Neglecting the benefits of using resources more productively misses one of the main economic lessons of the past half century. Transfers, grants and redistribution did little to raise living standards in Asia, Latin America and Africa. Capitalist development and open economies lifted vastly more people out of poverty in a decade than welfare state policies had achieved in 50 years. Japan in the 1950s began to force its producers to compete in world markets. That forced its firms to use resources more productively. Korea, Taiwan, Hong Kong, Singapore and eventually China and India followed the Japanese growth model. Chile was an early successful convert; now we have Brazil and parts of Africa.
The lesson applies here in the U.S as well. The welfare of the citizens—poor, middle-class and wealthy—is best improved by using resources more productively. Of course, increased productivity isn’t an instant cure for what ails us; there is no instant cure. Administration and Federal Reserve policies have tried mightily, and wastefully, to get quick gains—with few results to show. Despite near-zero interest rates and almost a trillion dollars in "stimulus" spending, unemployment remains stuck at 9% and a true recovery is elusive.
The Obama administration argues that the economy would have been much worse without its actions.

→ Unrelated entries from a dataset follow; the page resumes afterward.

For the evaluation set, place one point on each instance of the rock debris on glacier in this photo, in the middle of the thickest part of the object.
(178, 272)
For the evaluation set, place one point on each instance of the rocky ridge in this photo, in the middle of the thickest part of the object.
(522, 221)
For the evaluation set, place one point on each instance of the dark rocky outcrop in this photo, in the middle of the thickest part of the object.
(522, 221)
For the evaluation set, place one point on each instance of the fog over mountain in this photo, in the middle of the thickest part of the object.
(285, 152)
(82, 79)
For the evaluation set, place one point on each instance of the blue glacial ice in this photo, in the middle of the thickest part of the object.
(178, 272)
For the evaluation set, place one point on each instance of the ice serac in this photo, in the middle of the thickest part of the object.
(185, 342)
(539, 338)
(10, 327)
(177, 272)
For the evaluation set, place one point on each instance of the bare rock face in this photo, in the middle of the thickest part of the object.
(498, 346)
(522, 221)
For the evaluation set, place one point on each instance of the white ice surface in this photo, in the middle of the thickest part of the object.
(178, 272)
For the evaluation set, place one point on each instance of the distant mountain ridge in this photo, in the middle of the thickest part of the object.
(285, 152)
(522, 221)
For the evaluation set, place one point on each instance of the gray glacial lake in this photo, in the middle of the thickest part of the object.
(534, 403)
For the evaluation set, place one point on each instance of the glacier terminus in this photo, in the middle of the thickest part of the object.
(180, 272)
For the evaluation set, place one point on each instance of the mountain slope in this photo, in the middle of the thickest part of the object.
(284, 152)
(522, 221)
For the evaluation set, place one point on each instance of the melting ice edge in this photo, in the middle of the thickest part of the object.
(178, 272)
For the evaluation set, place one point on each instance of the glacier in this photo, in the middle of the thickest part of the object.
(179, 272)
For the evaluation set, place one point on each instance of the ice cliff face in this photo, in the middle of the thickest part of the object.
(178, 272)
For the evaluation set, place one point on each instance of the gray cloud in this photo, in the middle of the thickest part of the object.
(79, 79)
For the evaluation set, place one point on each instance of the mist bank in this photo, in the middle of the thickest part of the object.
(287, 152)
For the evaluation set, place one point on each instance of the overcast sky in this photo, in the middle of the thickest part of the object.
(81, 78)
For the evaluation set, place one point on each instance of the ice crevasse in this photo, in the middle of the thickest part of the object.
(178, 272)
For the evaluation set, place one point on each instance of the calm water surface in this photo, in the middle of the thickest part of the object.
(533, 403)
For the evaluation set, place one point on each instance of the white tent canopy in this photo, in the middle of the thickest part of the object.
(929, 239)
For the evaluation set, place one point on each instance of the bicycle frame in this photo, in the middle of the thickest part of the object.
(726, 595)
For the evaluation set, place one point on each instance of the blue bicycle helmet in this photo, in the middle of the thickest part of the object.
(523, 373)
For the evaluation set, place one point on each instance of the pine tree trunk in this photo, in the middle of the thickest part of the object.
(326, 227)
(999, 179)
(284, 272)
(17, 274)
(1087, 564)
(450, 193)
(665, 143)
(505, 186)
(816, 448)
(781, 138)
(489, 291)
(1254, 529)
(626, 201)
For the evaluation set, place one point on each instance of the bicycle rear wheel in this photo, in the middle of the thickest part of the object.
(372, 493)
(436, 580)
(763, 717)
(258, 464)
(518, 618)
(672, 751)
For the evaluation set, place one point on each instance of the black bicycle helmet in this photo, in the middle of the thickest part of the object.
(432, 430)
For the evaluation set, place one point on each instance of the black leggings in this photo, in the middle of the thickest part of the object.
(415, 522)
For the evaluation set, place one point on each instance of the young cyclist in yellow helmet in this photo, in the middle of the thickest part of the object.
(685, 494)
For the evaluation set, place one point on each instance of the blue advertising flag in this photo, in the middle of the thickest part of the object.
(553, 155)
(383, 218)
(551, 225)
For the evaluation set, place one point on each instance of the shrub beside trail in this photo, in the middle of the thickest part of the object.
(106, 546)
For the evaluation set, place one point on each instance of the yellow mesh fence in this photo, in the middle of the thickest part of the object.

But progress would have been far greater by now if the administration had simply copied the successful Kennedy and Reagan policies and permanently cut marginal income tax rates while eliminating burdensome regulations. Instead, the administration is promising higher taxes while regulation has increased and become even more arbitrary. Investment and productivity wilt under heightened uncertainty about future returns.
After 1990, France, Germany and Italy gave up the goal of bringing their per capita incomes to equality with the U.S. Germany spread its welfare state to the east. Italy and France pushed redistribution and fairness. From 1990 to the start of the crisis in 2006, the U.S. economy grew on average 1% a year faster than France, Germany or Italy, according to the Organization for Economic Cooperation and Development. After one generation, a one percentage point difference in growth rate becomes a 25% difference in per-capita income. Low growth significantly lowers real wages and living standards for everyone, which in turn lessens tax receipts and resources for redistribution.
As in the U.S., wealth accumulation in post-Thatcher Britain and pre-crisis Ireland also showed that gains in living standards from productivity growth more than compensate for limiting redistribution. The reaction in France is that Ireland should not have the lower tax rates that fostered investment and productivity growth. Is that fairness or envy?
It isn’t fair to tax future generations just because they can’t vote. We have a choice between a brighter future for our descendants and more social spending now. The missing words "more productive use of resources" are critical for a rational choice. To realize the promise that the U.S economy has always offered, we must choose less social spending, less intrusive regulation, and more efficient use of resources in both the public and private sectors.